7 de octubre de 2016


Georgia O’Keeffe en la Tate Modern


La Tate Modern ha organizado hasta fin de octubre de 2016 una exhibición de la obra de Georgia O’Keeffe,  al cumplirse 100 años de la primera muestra que realizó en 1916 en Nueva York en la Galería de quien fuera después su  marido, el fotógrafo y galerista Alfred Stieglitz.

Esta ha sido una excelente oportunidad para ver más de cien importantes obras de una de las pioneras del arte plástico del siglo XX, provenientes de diversas colecciones del mundo y reunidas en la Tate. Es una retrospectiva muy bien documentada que presenta didácticos paneles sobre la vida y obra de la artista.

O'Keeffe por Alfred Stieglitz
La exposición está desplegada en 13 salas dispuestas por orden cronológico, y se complementa con fotografías de Stieglitz y de otros fotógrafos amigos, como Paul Strand. Las fotografías del primer salón, junto a sus primeras obras, pertenecen a la segunda década del siglo veinte (1916-17), muestran a una O’Keefe joven y salvaje, posando desnuda. En las sucesivas salas, las fotografías de la ciudad de Nueva York o las de paisajes de Nuevo México, reflejan una íntima correspondencia con las pinturas de O’Keefe.



Georgia O’Keeffe es conocida por sus magníficas flores, esqueletos y paisajes en el desierto de Nuevo México. En esta exhibición se pueden admirar muchas pinturas que yo desconocía, desde sus primeros dibujos en grafito y carbonilla, los más expansivos trabajos en acuarela, que transmiten una especial atmósfera de imaginería sensual, hasta las últimas abstracciones de sencillos y polvorientos paisajes en óleo.

Las obras de un Manhattan nocturno con los grandes edificios iluminados por la luna, donde vivió largo tiempo en los años 20 después de casada, transmiten con luces y sombras el espíritu de la gran ciudad así como la soledad y el encierro.


La exposición muestra el desarrollo de la pintura de O’Keeffe desde una rica paleta en la representación de la genitalidad floral, en que se observa el logro de una profundidad abismal, gracias a la utilización de los diversos matices de cada color. Esa pintura va evolucionando a lo largo de los años en un paulatino despojamiento, hasta llegar a magníficos trabajos de una abstracción, economía y simplicidad absolutas, con el uso de solo dos o tres colores brillantes y despojados.

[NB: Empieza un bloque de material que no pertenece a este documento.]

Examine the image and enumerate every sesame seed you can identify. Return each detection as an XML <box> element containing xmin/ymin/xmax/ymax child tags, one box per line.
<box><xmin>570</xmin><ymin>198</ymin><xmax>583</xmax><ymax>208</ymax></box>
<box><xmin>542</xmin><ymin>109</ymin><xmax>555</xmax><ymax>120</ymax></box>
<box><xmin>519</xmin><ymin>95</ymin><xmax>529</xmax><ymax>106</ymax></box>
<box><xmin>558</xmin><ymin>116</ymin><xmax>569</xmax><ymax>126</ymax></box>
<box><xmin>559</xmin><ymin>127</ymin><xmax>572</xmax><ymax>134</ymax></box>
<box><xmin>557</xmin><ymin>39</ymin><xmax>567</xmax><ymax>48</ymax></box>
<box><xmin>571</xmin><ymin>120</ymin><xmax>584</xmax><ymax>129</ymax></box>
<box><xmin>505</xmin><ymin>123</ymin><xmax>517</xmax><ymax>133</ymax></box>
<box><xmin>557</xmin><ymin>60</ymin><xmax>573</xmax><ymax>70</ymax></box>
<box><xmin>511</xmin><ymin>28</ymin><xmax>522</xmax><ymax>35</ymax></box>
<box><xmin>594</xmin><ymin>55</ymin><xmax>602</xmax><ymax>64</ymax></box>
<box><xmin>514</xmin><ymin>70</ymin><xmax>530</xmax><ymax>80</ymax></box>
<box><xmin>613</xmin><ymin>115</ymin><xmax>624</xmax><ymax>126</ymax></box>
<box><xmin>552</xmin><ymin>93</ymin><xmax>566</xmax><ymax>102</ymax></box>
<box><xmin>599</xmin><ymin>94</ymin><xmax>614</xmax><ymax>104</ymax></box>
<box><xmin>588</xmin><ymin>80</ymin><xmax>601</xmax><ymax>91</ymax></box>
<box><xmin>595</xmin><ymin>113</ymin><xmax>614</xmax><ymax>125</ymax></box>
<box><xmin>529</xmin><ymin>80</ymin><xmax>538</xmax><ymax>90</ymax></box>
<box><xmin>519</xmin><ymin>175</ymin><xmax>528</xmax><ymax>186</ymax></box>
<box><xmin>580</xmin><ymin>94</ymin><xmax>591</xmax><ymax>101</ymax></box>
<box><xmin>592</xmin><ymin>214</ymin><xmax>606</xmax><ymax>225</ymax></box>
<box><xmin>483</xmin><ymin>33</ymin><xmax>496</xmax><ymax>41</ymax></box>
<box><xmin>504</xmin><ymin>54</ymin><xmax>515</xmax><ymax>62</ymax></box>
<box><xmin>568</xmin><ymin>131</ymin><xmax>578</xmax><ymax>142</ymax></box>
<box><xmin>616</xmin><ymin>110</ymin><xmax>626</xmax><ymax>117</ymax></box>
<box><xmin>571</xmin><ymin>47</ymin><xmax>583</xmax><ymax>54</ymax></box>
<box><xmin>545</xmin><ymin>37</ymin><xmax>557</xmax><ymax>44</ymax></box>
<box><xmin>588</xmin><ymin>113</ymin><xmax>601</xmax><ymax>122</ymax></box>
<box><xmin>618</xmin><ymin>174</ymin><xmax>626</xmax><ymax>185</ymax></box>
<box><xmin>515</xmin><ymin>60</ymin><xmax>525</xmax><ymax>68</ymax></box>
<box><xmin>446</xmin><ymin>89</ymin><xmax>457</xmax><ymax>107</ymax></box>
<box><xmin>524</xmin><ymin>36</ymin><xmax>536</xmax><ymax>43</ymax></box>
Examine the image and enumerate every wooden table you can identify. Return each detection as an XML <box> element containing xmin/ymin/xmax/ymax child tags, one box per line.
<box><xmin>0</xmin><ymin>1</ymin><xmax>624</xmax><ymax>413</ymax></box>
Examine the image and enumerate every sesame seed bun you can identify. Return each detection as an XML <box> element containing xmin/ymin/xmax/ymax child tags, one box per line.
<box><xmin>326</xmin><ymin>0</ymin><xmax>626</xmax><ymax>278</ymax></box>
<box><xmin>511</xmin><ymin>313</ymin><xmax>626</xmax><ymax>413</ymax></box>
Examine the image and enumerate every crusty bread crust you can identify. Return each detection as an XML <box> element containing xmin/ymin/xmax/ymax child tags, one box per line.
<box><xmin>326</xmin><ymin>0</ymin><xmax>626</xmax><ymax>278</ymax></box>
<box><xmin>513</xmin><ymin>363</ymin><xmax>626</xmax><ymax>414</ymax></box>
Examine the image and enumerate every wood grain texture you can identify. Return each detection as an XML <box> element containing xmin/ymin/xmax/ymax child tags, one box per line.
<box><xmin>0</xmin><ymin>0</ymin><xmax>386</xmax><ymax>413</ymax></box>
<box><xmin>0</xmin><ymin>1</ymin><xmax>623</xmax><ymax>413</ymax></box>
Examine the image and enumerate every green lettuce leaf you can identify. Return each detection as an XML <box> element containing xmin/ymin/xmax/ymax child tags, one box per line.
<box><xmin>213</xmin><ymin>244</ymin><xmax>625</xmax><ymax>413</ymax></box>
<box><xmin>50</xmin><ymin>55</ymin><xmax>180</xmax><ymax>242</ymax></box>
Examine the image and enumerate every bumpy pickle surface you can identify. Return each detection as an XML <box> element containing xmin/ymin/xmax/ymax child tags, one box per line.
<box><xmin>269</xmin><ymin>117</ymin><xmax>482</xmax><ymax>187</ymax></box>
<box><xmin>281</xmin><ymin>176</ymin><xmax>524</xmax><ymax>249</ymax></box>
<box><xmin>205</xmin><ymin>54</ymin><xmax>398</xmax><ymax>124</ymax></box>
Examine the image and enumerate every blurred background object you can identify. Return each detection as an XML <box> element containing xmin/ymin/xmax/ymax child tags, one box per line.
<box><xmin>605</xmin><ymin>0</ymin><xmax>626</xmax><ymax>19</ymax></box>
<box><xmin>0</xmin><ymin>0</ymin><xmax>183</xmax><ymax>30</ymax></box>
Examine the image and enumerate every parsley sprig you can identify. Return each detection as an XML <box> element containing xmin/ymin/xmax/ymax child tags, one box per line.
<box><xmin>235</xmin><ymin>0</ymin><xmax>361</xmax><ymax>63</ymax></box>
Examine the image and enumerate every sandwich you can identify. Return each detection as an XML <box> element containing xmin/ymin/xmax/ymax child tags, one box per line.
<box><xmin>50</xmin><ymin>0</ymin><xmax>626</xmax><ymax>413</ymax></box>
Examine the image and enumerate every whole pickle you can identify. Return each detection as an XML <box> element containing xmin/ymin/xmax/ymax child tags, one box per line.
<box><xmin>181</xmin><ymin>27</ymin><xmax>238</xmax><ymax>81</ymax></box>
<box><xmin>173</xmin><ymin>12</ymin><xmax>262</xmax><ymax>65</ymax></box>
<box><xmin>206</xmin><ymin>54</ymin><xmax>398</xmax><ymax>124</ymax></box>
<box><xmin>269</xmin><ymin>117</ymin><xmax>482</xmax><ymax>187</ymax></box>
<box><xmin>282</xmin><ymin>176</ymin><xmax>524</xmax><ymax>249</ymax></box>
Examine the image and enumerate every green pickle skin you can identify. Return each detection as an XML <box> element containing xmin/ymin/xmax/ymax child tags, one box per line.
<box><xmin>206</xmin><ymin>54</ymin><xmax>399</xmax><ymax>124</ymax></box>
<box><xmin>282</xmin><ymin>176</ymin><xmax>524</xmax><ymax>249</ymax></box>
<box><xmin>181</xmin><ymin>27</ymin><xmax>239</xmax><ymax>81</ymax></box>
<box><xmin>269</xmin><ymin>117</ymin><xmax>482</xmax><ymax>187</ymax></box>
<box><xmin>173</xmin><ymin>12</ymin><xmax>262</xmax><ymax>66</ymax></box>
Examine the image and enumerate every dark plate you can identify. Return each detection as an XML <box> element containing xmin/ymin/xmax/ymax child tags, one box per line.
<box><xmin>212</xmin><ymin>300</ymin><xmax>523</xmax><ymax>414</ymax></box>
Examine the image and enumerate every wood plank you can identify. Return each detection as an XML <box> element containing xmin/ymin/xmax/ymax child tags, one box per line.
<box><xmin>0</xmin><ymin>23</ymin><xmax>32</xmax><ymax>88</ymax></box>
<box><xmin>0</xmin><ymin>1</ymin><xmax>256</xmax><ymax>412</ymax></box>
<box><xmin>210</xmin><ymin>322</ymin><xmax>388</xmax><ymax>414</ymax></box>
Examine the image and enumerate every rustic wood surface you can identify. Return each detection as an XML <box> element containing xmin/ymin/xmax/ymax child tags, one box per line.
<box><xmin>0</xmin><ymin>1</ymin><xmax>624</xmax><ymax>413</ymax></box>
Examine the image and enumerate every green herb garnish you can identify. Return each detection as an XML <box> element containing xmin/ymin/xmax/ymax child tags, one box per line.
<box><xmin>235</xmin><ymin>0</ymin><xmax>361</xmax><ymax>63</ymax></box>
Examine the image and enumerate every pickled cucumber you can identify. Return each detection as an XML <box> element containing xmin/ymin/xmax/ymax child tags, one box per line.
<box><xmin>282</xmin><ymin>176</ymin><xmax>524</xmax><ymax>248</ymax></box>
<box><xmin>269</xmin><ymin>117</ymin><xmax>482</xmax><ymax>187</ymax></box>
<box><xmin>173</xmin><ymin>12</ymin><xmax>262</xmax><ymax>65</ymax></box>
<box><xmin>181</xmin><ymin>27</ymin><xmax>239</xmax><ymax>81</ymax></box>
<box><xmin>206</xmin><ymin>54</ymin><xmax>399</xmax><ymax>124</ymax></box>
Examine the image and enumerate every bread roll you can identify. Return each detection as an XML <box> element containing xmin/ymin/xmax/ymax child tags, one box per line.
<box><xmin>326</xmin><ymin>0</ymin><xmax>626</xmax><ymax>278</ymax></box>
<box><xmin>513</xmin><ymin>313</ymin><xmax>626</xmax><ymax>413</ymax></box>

La muestra culmina con la exhibición de trabajos de los últimos años, que corresponden al final de su vida artística, que transmite toda su fuerza. Se repite una montaña con una grieta que la atraviesa en dos y en cada obra se observan pequeñas diferencias de forma con distintos colores, de una suavidad y simpleza – pero también sensible fuerza- que producen una agradable sensación de unión del cielo con la tierra. Estas últimas obras, las más grandes de la muestra - casi ricas variaciones sobre un mismo tema- me produjeron una peculiar y profunda emoción.

Ella vivió 98 años y desarrolló una particular forma de ser mujer, independiente y artista en un mundo de varones, aunque nunca quiso ser identificada con los movimientos feministas de su época.